Formula used: ${{E}_{i}}=\dfrac{hc}{\lambda }$

In the question we are given that light of wavelength $5000\overset{{}^\circ }{\mathop{\text{A}}}\,$ falls on a sensitive plate with photoelectric work function of $1.9eV$, so first of all we will find the energy of the light by using the formula,
${{E}_{i}}=\dfrac{hc}{\lambda }$ …………………(i)
Where, $\lambda$ is the wavelength of the light, c is velocity if light and h is the plank constant.
Now, in question it is given that wavelength of light is $5000\overset{{}^\circ }{\mathop{\text{A}}}\,$and in order to find the incident energy in terms of electron volt the value of $hc$ can be given as 12375. So, on substituting the values in equation (i) we will get,
${{E}_{i\left( eV \right)}}=\dfrac{hc}{\lambda }=\dfrac{12375}{5000\times {{10}^{-10}}}=2.475eV$
Now, we will find the maximum kinetic energy emitted by the proton by taking the difference of electron energy and proton energy as,
${{\alpha }_{\max }}={{E}_{i\left( eV \right)}}-\varphi$
${{\alpha }_{\max }}=2.475-1.9=0.575eV\cong 0.58eV$.

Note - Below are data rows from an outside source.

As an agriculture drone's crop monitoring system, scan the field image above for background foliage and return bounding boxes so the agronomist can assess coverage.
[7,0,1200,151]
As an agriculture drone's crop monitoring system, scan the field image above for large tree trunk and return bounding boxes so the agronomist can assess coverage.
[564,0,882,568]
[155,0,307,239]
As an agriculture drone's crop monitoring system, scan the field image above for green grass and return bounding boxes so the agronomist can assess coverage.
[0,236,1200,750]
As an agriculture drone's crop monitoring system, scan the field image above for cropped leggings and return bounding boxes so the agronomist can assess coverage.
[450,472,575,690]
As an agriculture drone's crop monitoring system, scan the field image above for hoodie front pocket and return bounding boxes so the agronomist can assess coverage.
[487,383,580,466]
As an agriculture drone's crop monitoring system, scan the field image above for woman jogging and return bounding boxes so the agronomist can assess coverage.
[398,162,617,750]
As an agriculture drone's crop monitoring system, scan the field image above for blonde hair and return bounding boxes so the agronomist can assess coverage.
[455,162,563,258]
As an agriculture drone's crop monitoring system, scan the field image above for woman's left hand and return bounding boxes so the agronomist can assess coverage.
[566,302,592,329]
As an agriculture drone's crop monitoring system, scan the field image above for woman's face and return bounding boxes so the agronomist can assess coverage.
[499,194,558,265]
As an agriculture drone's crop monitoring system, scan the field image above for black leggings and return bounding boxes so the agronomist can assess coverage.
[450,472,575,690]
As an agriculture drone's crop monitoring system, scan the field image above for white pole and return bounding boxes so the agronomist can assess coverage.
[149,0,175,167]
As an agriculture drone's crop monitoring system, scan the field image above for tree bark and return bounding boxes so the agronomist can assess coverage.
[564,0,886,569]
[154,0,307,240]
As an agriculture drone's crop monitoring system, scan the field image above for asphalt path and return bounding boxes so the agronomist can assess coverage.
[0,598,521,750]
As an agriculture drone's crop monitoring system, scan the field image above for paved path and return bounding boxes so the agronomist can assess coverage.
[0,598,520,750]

Thus, maximum kinetic energy can be given as $0.58eV$.
Hence, option (a) is the correct answer.

Note: Students might forget to convert the incident energy into electron volt energy and due to that they might not get the desired answer. Students should also know the values of Planck’s constant and velocity of light to convert it into electron volt energy.